With the demand for large-capacity batteries rising, a number of research projects are underway to replace the electrodes of commercial lithium-ion batteries with high Ni and Si as high-capacity materials. However, the former is problematic in terms of chemical stability and the latter is not mechanically durable as its volume repeatedly increases and decreases more than three-fold as a result of charging and discharging.

In the additive developed by the team, a protective film covers the surface of the Si-containing negative electrode and the highly flexible and elastic film ensures a high level of lithium-ion mobility. As a result, the additive is capable of reducing a mechanical overload attributable to repeated Si volume changes and enabling rapid charging. In addition, the additive blocks nickel outflow from the anode by HF removal from the electrolyte. The amount of the metal inside the anode is the very factor that determines the capacity of a battery.

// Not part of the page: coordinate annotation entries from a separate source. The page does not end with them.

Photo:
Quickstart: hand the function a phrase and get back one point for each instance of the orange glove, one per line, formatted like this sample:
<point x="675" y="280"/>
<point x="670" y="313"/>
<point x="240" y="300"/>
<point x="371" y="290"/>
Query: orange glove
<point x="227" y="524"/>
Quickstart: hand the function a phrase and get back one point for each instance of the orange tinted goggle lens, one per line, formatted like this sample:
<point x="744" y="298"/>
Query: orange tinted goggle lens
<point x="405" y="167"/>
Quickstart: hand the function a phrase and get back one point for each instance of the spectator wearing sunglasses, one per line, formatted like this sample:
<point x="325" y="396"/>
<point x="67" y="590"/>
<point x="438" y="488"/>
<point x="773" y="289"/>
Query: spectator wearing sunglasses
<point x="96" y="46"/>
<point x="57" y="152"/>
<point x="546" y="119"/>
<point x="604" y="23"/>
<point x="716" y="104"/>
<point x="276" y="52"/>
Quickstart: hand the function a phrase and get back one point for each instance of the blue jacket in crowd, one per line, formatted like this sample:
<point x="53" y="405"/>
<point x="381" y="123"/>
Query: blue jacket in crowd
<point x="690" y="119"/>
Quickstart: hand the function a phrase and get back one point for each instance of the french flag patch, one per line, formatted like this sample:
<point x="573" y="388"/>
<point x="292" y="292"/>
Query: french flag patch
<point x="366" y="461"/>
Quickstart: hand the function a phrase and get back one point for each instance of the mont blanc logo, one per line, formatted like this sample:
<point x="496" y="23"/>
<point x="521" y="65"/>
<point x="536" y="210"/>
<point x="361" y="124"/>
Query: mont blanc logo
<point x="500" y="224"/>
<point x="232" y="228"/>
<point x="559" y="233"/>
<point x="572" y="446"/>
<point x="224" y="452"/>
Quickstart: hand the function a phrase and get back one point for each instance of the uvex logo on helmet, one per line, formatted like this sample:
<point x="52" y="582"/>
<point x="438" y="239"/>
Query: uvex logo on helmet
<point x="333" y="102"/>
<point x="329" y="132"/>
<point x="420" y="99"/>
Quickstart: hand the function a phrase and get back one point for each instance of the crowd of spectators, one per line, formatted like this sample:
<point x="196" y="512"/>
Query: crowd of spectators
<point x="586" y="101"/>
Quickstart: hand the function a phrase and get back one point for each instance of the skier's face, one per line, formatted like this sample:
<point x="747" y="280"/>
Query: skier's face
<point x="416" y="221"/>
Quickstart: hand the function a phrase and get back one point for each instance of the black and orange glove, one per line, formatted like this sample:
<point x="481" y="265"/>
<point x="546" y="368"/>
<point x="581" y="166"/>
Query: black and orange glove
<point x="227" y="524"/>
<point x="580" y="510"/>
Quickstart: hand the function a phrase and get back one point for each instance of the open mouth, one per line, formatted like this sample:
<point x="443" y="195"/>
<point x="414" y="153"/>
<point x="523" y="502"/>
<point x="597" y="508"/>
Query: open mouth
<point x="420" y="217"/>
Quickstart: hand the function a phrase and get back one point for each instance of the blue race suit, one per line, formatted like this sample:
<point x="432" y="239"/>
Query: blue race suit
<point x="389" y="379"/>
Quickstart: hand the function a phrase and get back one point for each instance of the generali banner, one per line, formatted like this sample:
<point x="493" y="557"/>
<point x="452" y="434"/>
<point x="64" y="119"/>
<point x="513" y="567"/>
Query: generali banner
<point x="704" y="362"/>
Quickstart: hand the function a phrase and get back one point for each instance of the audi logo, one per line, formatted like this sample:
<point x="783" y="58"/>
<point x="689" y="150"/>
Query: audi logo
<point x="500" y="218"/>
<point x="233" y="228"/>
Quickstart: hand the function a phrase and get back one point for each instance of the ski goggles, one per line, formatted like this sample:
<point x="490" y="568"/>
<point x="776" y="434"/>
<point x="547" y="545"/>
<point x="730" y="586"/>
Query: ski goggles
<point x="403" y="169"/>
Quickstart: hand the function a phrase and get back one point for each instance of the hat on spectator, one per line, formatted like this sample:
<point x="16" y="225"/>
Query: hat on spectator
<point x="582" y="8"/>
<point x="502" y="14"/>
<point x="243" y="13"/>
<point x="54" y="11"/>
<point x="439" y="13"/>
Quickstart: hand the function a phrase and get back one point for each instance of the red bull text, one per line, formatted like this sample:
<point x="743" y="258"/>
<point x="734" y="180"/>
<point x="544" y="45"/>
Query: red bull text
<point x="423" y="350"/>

The team applied the additive to a large-capacity battery including a high Ni anode and a Si-containing cathode, charged and discharged the battery 400 times, and confirmed that the battery retained 81.5 percent of its capacity. The outcome is a 10 percent to 30 percent improvement on existing commercial additives such as fluoroethylene carbonate and vinylene carbonate.

Details of the research have been published, as Editors’ Highlights, in the Feb. 5 edition of Nature Communications.